Can Byzantine chant save the Republic? How literary can Portland get? How musical? Etc.

October 4, 2013—Maybe we have our first direct Portland casualty of the US government shutdown (don’t get my mother started on this topic!). And by casualty I just mean “spot of bother,” not actual injuries or death. It involves our splendid Byzantine chant choir, Cappella Romana, and of course it involves a trip to Washington, D.C.

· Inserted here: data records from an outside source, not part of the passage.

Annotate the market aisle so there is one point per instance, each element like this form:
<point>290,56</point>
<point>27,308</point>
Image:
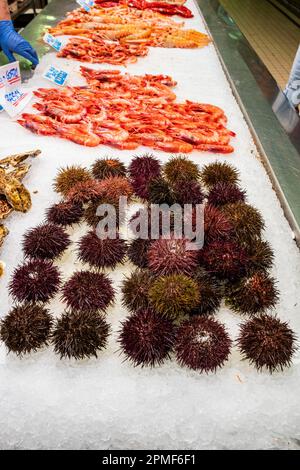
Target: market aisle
<point>273,36</point>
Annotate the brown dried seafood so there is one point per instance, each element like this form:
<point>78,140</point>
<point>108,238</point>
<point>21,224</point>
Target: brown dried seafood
<point>13,194</point>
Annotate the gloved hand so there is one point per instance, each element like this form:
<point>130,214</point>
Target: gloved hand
<point>11,41</point>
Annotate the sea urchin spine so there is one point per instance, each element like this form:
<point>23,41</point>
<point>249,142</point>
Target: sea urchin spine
<point>267,343</point>
<point>202,344</point>
<point>146,338</point>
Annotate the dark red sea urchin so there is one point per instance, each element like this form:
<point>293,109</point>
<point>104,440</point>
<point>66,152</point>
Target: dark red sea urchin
<point>170,255</point>
<point>188,192</point>
<point>267,343</point>
<point>106,167</point>
<point>138,252</point>
<point>219,172</point>
<point>106,253</point>
<point>252,295</point>
<point>87,290</point>
<point>174,295</point>
<point>64,213</point>
<point>211,293</point>
<point>202,344</point>
<point>80,334</point>
<point>26,328</point>
<point>84,192</point>
<point>224,193</point>
<point>216,225</point>
<point>135,290</point>
<point>69,177</point>
<point>160,192</point>
<point>226,260</point>
<point>46,241</point>
<point>35,281</point>
<point>146,338</point>
<point>246,220</point>
<point>181,169</point>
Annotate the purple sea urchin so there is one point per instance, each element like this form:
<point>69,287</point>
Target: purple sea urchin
<point>80,334</point>
<point>146,166</point>
<point>219,172</point>
<point>225,193</point>
<point>267,343</point>
<point>46,241</point>
<point>181,169</point>
<point>160,192</point>
<point>188,192</point>
<point>69,177</point>
<point>216,225</point>
<point>106,167</point>
<point>224,259</point>
<point>138,252</point>
<point>84,192</point>
<point>211,293</point>
<point>100,253</point>
<point>87,290</point>
<point>135,290</point>
<point>140,185</point>
<point>113,187</point>
<point>26,328</point>
<point>202,344</point>
<point>246,220</point>
<point>171,255</point>
<point>35,281</point>
<point>174,295</point>
<point>146,338</point>
<point>260,256</point>
<point>64,213</point>
<point>253,294</point>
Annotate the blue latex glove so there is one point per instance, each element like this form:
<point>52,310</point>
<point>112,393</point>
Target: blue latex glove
<point>11,41</point>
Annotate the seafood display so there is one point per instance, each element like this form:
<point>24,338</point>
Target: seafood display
<point>130,26</point>
<point>98,50</point>
<point>125,111</point>
<point>13,194</point>
<point>165,8</point>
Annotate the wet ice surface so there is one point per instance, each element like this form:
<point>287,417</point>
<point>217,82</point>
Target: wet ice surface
<point>105,403</point>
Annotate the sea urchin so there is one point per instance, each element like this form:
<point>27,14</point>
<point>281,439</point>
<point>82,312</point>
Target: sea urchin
<point>46,241</point>
<point>253,294</point>
<point>106,167</point>
<point>69,177</point>
<point>135,289</point>
<point>171,255</point>
<point>175,295</point>
<point>35,281</point>
<point>267,342</point>
<point>26,328</point>
<point>64,213</point>
<point>87,290</point>
<point>80,334</point>
<point>101,253</point>
<point>202,344</point>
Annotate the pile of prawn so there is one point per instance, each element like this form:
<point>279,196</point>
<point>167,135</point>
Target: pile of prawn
<point>160,6</point>
<point>127,25</point>
<point>125,111</point>
<point>97,50</point>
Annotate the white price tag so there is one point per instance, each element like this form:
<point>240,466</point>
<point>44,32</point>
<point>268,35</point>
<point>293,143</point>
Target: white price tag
<point>12,98</point>
<point>57,76</point>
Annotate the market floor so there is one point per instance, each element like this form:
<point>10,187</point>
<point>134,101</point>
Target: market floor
<point>273,36</point>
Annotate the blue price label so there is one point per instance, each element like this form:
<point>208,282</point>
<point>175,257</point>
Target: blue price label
<point>53,42</point>
<point>57,76</point>
<point>86,4</point>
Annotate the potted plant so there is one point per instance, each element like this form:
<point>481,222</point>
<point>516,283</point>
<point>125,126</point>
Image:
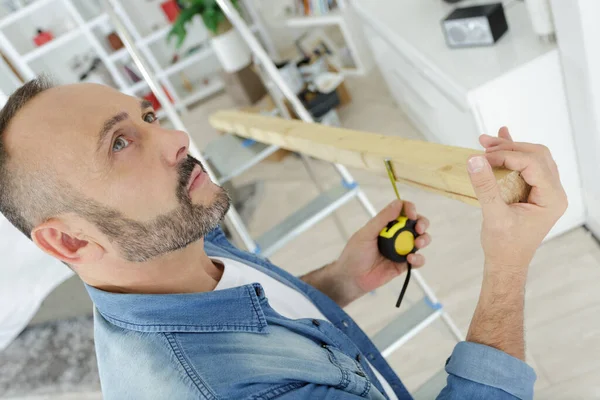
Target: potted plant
<point>230,48</point>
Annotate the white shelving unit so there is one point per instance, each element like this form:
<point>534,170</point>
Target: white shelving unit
<point>81,27</point>
<point>344,19</point>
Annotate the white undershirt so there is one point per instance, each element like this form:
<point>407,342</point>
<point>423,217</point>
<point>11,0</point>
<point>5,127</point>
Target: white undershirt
<point>287,301</point>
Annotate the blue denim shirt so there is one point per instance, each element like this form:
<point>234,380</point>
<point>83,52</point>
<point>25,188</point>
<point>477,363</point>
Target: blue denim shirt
<point>231,344</point>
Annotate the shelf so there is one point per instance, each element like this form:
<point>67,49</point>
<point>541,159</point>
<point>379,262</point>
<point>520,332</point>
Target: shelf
<point>214,86</point>
<point>119,54</point>
<point>154,36</point>
<point>53,44</point>
<point>137,86</point>
<point>333,17</point>
<point>24,12</point>
<point>186,62</point>
<point>99,20</point>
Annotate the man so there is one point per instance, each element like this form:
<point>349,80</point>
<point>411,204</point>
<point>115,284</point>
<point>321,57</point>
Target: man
<point>90,176</point>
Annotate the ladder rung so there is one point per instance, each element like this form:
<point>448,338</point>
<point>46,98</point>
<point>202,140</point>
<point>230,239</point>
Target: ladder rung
<point>407,325</point>
<point>230,157</point>
<point>432,388</point>
<point>320,207</point>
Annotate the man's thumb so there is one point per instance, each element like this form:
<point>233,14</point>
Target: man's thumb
<point>484,182</point>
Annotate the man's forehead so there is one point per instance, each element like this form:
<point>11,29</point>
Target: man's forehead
<point>61,125</point>
<point>65,112</point>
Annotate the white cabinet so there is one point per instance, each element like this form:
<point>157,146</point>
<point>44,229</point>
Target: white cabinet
<point>454,95</point>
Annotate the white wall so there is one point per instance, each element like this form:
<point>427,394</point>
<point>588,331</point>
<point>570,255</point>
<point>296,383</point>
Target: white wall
<point>579,41</point>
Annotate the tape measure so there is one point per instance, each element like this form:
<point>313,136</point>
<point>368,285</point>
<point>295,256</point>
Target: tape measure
<point>397,240</point>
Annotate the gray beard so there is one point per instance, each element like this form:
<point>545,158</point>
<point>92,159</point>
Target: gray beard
<point>142,241</point>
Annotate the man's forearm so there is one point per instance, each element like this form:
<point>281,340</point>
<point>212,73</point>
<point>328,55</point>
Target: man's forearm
<point>330,282</point>
<point>498,318</point>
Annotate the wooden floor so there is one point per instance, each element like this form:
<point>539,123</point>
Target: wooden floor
<point>563,300</point>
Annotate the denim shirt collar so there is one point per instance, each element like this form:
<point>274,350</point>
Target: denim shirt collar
<point>231,310</point>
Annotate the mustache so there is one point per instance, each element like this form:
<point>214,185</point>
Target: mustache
<point>184,170</point>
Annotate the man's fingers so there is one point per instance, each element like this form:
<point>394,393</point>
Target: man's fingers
<point>378,222</point>
<point>530,166</point>
<point>504,134</point>
<point>484,183</point>
<point>410,211</point>
<point>422,241</point>
<point>416,260</point>
<point>422,224</point>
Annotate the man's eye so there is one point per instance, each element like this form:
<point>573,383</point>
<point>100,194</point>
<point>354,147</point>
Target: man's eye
<point>120,143</point>
<point>149,117</point>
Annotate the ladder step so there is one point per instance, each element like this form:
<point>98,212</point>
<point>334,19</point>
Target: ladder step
<point>432,388</point>
<point>301,220</point>
<point>230,155</point>
<point>407,325</point>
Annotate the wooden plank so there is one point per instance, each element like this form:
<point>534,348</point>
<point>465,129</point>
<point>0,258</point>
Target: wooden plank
<point>430,166</point>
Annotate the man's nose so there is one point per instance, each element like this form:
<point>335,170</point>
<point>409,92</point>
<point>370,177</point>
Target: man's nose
<point>174,146</point>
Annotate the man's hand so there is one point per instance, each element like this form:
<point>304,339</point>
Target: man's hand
<point>361,268</point>
<point>510,236</point>
<point>512,233</point>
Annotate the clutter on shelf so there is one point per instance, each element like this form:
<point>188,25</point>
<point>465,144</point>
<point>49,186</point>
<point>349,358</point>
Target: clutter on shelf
<point>314,7</point>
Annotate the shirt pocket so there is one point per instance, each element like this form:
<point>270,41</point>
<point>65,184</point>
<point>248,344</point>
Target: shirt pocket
<point>353,377</point>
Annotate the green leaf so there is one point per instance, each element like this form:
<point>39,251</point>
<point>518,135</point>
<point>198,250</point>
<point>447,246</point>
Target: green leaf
<point>179,28</point>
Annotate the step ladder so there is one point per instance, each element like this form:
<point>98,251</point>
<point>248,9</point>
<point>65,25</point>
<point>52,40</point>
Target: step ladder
<point>419,315</point>
<point>222,169</point>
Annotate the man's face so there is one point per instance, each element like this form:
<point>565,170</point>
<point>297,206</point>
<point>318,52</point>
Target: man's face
<point>122,172</point>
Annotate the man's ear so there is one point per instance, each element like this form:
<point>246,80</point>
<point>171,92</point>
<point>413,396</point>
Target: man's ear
<point>56,239</point>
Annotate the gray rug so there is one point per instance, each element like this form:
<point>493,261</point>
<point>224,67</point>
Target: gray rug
<point>51,358</point>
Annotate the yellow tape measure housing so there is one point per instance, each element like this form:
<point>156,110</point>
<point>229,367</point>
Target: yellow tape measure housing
<point>397,239</point>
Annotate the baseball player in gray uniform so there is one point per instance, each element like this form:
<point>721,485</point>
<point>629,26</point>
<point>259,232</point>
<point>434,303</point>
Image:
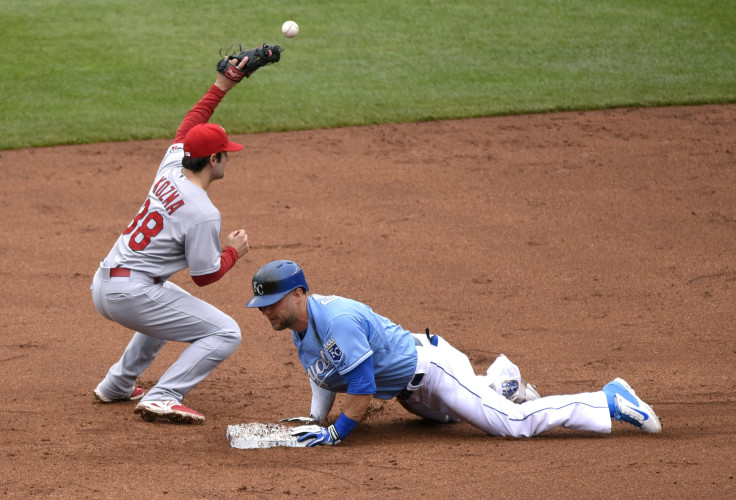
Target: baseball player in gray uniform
<point>346,347</point>
<point>177,227</point>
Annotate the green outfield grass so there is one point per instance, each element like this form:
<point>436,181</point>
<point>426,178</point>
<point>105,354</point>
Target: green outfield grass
<point>80,71</point>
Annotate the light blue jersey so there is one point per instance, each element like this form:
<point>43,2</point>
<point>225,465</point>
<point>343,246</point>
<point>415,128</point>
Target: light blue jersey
<point>342,333</point>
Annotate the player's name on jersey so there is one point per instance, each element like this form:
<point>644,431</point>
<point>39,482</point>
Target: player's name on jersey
<point>167,195</point>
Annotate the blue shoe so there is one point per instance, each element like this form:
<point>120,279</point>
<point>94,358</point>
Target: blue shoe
<point>626,406</point>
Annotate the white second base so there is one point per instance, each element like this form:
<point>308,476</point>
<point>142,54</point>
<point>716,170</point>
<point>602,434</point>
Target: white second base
<point>257,435</point>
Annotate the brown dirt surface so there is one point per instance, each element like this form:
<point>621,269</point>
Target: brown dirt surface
<point>584,246</point>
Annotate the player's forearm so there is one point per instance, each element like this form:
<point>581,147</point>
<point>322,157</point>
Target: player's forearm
<point>356,405</point>
<point>227,260</point>
<point>200,112</point>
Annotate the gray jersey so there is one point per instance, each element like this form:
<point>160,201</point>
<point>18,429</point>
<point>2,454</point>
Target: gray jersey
<point>177,227</point>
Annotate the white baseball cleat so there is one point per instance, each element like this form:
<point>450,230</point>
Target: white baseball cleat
<point>168,411</point>
<point>136,394</point>
<point>626,406</point>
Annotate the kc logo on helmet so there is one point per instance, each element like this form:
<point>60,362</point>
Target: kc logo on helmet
<point>333,350</point>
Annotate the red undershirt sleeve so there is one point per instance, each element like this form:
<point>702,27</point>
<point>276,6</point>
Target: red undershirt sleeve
<point>200,112</point>
<point>227,260</point>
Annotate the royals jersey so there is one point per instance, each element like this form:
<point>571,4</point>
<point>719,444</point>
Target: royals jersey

Archangel Michael, First half 14th century tempera on wood, gold leaf/Byzantine and Christian Museum, Athens

Archangel Michael, First half 14th century
tempera on wood, gold leaf/Byzantine and Christian Museum, Athens

Before the shutdown, the National Gallery of Art was to have opened the exhibit “Heaven and Earth: Art of Byzantium from Greek Collections” on October 6 continuing through March 2, 2014. And the gallery had enlisted Cappella Romana to provide an aural supplement on October 27. (The National Gallery has an extensive music program.) CR administrative jefe Mark Powell says that in his last communication with the gallery, he was told 1) they couldn’t communicate with him any more about the concert because they’d been furloughed, and 2) they couldn’t make a final determination about the concert until October 23.

The CR tour was also to have included a stop in Richmond, VA, but Powell says it’s unlikely the choir members can stay that flexible on scheduling, and the tour is likely off, barring a sudden change of heart by the House of Representatives. (Hey guys, you could USE a little sacred music in those precincts!)

The show moves on to the J. Paul Getty Museum, April 9 through August 25, 2014, and Cappella Romana will meet up with it there at the Getty Villa. Presumably, that gig is safe from the shutdown.